Yeah, but this is like saying that your career plan is to play in a rock band and buy lottery tickets. It realistically only works if your family is rich enough to support you on the off chance you make it big. How many MFAs from NYU or Julliard grads actually become the next Robin Williams, Val Kilmer, or Adam Driver?
That's like saying how many business school grads become the next Steve Jobs, Doug McMillan, or Jeff Bezos. Those folks aren't the middle third vast majority of professionals who make up the industry- they're the top .001%.
There are plenty of MFAs from NYU and Juilliard making upper middle class money. I'd argue that most are, and it is the normal place for the graduates of those programs to fall.
https://bobbyblackhat.com/about
Here's an interesting case study about a guy with a liberal arts degree- retired O-5 Coast Guardsman, making more money as a blues musician than he was when he was on AD. He's just a local/regional musician who is good at his craft. One of the many professionals.
The guy who runs the various open mic nights and open jams in and around Kalamazoo has a degree in Music from Western Michigan University, and he make enough to support his family, live in a nice middle class neighborhood, etc... and he's not the only musician living that way here.

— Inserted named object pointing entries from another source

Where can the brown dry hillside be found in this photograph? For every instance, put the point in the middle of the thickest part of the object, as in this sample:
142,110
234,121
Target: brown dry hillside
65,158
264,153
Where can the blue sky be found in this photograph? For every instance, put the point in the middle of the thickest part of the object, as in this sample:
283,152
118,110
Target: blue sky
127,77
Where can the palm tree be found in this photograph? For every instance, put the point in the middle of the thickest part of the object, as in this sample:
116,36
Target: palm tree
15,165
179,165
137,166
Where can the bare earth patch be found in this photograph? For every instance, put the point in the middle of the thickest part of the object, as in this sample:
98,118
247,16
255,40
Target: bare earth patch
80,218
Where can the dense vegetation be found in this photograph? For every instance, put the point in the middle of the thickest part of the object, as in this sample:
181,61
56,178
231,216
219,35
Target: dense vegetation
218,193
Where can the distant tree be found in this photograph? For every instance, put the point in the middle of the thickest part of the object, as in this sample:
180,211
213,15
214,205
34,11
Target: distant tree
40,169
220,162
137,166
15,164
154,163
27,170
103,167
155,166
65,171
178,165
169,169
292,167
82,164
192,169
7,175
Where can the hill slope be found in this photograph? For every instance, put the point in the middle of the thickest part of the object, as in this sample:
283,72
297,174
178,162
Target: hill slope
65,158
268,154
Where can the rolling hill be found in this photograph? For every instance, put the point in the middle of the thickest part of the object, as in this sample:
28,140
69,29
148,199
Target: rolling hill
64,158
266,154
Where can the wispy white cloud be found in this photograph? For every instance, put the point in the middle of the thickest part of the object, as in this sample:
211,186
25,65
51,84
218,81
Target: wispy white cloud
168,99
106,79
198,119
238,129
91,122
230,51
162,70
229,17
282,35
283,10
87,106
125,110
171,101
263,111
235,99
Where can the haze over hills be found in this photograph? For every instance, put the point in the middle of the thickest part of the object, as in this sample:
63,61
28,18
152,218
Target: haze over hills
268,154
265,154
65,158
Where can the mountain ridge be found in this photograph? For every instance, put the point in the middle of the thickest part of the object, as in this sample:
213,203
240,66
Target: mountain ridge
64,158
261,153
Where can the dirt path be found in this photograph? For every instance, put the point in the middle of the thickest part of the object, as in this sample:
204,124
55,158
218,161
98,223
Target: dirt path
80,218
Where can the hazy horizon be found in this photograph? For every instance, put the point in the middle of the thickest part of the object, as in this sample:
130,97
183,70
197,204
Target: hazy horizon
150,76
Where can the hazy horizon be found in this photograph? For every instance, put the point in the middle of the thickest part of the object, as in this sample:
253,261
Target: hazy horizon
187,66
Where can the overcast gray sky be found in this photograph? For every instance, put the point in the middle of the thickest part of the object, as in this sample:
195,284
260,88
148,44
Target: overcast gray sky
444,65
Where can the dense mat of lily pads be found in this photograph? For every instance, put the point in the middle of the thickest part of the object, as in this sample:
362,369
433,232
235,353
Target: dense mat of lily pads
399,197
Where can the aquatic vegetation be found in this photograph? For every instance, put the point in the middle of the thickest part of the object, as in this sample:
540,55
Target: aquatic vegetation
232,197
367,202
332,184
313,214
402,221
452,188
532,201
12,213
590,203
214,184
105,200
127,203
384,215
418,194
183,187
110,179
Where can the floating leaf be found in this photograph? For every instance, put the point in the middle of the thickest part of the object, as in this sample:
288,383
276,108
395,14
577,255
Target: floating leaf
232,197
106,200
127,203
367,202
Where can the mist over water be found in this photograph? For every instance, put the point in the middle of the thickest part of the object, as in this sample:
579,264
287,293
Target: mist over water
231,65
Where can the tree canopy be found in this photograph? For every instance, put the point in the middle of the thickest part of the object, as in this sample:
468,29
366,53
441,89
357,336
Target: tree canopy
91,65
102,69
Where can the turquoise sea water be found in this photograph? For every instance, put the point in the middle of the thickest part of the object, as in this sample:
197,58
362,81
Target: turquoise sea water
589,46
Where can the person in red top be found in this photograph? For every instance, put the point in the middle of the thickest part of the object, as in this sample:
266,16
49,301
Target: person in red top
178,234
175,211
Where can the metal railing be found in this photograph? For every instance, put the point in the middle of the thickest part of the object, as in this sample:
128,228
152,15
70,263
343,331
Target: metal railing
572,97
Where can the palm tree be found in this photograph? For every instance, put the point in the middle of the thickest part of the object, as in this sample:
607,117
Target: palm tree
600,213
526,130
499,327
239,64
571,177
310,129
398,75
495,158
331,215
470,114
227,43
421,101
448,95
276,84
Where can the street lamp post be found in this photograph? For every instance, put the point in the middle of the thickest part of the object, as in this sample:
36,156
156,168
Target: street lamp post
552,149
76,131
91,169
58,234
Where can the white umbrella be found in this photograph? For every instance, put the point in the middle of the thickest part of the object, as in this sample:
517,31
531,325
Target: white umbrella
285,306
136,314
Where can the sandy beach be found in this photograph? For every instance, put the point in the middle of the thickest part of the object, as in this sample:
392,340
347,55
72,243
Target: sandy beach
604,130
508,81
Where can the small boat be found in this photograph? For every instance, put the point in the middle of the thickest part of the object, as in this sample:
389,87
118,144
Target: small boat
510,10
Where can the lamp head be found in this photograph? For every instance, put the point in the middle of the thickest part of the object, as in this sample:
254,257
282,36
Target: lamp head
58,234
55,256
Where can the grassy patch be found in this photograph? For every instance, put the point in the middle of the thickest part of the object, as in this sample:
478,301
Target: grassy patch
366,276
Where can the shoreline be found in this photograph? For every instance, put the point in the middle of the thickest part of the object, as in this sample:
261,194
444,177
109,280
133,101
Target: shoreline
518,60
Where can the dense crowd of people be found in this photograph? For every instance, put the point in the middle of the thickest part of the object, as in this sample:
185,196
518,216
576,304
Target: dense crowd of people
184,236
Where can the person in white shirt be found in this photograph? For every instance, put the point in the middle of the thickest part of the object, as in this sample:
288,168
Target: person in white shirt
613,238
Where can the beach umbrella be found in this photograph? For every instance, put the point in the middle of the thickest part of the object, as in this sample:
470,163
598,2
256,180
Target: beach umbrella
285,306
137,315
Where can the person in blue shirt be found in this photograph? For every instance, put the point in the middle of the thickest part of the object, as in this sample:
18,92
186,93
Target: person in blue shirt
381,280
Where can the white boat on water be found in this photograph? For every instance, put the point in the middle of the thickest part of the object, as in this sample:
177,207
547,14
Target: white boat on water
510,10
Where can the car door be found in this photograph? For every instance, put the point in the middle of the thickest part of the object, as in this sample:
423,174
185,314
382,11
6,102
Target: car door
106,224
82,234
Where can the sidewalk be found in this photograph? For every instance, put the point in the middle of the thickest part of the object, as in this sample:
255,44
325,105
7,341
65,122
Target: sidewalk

I have friends who make middle class money doing voiceovers and voice acting, working commercials, acting in regional theater and national tours. The starving artist is starving because they aren't out applying themselves, they're waiting for someone to come to them, or they're just bad at it.

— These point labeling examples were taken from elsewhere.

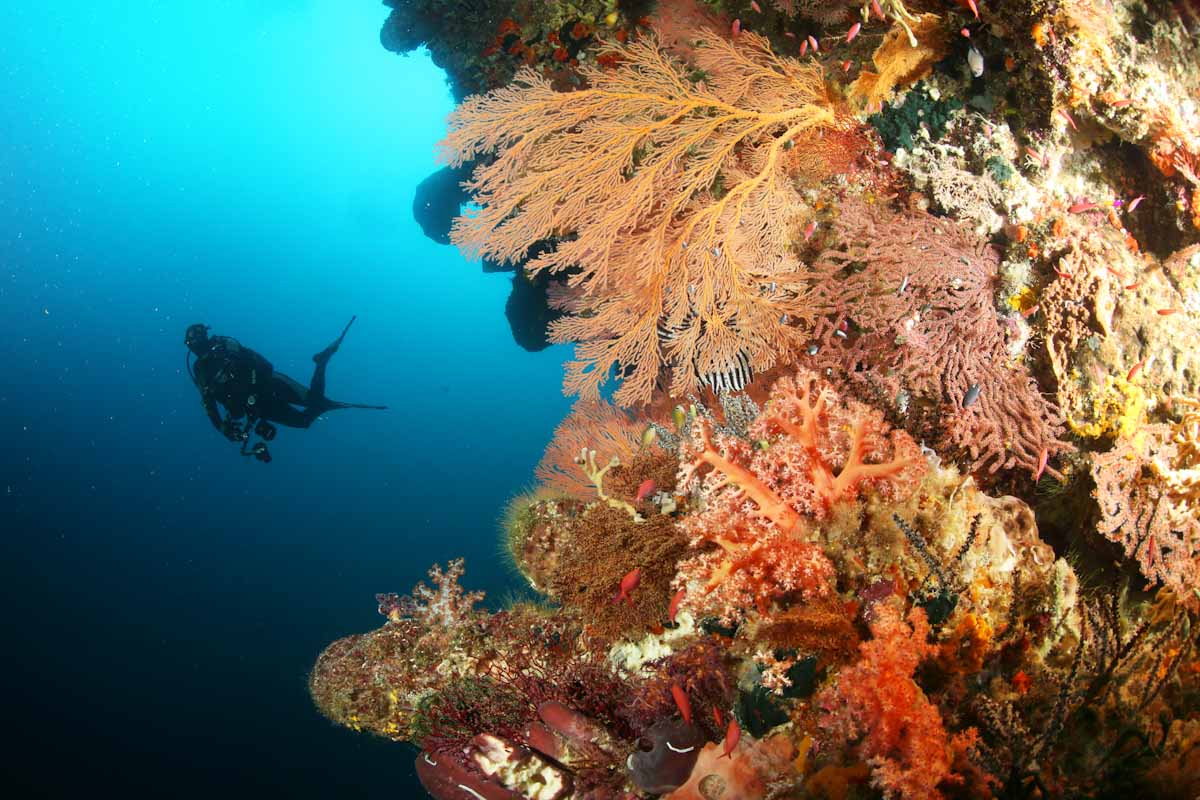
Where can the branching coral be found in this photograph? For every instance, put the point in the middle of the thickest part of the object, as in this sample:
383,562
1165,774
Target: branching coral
1149,492
669,196
445,605
760,500
591,426
903,734
915,324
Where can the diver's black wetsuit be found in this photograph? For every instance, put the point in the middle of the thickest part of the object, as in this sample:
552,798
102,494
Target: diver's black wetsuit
249,386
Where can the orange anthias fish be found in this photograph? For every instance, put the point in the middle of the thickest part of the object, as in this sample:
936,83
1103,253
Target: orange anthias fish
682,702
628,584
731,738
675,605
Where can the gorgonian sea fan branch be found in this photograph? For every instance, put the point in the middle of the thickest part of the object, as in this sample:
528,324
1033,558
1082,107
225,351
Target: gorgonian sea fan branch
670,199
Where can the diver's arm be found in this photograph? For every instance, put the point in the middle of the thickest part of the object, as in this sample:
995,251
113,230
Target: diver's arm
210,405
210,408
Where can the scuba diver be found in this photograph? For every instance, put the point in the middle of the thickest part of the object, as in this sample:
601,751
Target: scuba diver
249,388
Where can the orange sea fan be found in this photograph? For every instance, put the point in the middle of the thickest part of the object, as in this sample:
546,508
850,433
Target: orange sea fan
669,196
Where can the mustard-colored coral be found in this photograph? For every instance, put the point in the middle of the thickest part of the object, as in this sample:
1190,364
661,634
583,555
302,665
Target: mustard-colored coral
1114,409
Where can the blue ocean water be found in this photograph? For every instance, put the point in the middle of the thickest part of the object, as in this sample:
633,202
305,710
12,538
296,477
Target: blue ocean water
249,164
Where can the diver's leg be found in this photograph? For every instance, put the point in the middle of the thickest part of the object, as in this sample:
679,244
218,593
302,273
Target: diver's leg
317,385
286,415
323,358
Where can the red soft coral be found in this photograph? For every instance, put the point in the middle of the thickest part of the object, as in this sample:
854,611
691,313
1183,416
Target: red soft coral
903,735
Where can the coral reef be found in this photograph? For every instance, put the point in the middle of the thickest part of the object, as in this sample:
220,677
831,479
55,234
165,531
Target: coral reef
898,492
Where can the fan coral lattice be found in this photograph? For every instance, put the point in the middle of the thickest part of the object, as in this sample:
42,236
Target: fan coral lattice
670,199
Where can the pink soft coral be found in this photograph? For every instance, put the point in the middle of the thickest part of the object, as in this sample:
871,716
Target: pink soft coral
903,735
761,499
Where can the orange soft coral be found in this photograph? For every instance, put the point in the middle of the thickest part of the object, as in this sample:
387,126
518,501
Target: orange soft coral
903,735
761,499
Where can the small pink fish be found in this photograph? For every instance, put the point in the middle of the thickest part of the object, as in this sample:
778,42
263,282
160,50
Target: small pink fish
731,739
682,702
628,584
675,605
1043,459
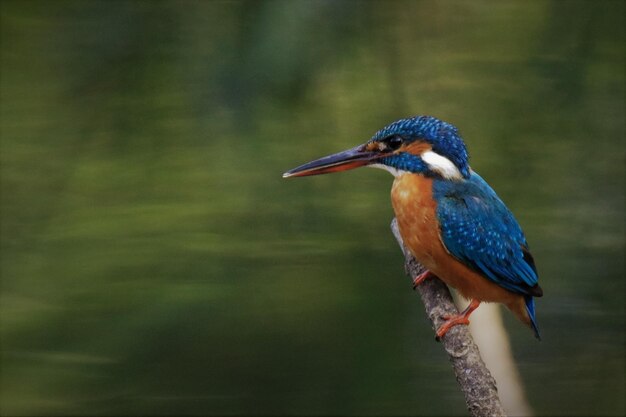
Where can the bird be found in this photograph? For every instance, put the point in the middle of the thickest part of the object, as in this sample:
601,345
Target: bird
450,219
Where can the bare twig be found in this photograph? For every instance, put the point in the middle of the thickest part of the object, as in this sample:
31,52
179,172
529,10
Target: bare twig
477,384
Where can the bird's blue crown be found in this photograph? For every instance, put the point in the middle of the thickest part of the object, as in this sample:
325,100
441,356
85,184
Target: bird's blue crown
443,137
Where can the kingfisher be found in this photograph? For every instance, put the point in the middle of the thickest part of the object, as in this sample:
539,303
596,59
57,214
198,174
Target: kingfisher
450,219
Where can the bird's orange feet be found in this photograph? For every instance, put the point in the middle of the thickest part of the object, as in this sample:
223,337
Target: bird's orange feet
456,319
421,278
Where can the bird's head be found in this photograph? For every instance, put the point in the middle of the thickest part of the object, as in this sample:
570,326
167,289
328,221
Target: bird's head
422,145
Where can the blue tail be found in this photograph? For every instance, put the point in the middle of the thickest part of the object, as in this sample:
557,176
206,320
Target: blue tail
530,309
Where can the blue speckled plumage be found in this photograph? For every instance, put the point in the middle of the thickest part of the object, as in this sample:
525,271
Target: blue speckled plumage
443,137
476,226
451,218
480,231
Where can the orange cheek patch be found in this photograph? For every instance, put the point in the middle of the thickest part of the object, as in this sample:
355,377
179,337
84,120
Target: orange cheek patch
416,148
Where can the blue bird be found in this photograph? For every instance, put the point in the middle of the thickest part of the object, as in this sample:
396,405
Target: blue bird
451,220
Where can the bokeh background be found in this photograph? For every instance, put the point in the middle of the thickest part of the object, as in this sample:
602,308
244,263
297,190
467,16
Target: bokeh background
153,260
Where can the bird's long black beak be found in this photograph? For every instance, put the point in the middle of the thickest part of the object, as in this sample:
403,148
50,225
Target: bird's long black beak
342,161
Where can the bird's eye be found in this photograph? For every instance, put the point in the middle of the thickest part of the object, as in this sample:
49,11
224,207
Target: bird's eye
394,142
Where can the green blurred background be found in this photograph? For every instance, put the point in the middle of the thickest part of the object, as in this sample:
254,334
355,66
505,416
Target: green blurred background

If you're bad at engineering, you're not going to get/keep a job or make a lot of money. If you're a bad actor or musician the same is true.

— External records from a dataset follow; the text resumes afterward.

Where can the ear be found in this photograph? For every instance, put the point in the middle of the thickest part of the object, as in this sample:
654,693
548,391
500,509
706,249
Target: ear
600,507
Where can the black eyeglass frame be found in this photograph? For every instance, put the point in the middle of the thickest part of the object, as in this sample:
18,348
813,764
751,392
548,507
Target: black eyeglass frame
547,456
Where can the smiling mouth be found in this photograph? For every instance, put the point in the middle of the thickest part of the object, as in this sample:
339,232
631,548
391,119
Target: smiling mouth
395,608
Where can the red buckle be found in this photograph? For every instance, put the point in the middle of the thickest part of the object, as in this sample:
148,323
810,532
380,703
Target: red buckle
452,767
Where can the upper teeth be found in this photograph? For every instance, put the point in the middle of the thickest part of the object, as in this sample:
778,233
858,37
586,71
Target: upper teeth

More specifically, how many people who don't come from wealth can afford these degrees in the first place? It's easy to wait for your break after graduation if Mommy and Daddy can pay for the apartment in New York City.
I think that is a narrowminded view of who you think is in the humanities- that's pretty generalist and insulting as most folks in the field don't fit that description.
And that metric applies to anyone in any career field.
You're much more likely as a first-generation college grad to succeed by getting a state school degree in something like mechanical engineering or computer science, and trying to suck up every scholarship and grant you can get your hands on before going into debt.
Again, this metric applies to all programs. That degree in english, or creative writing, with a teaching certificate is definitely a way for upward mobility.
And you seem to be neglecting those folks who don't like or want or aren't good at CS or ME.
I would never tell someone who showed little to no talent in acting, or music, or art, or design, to go to a school to get a degree in those fields if they expected to get a job in them
if they could even complete the program.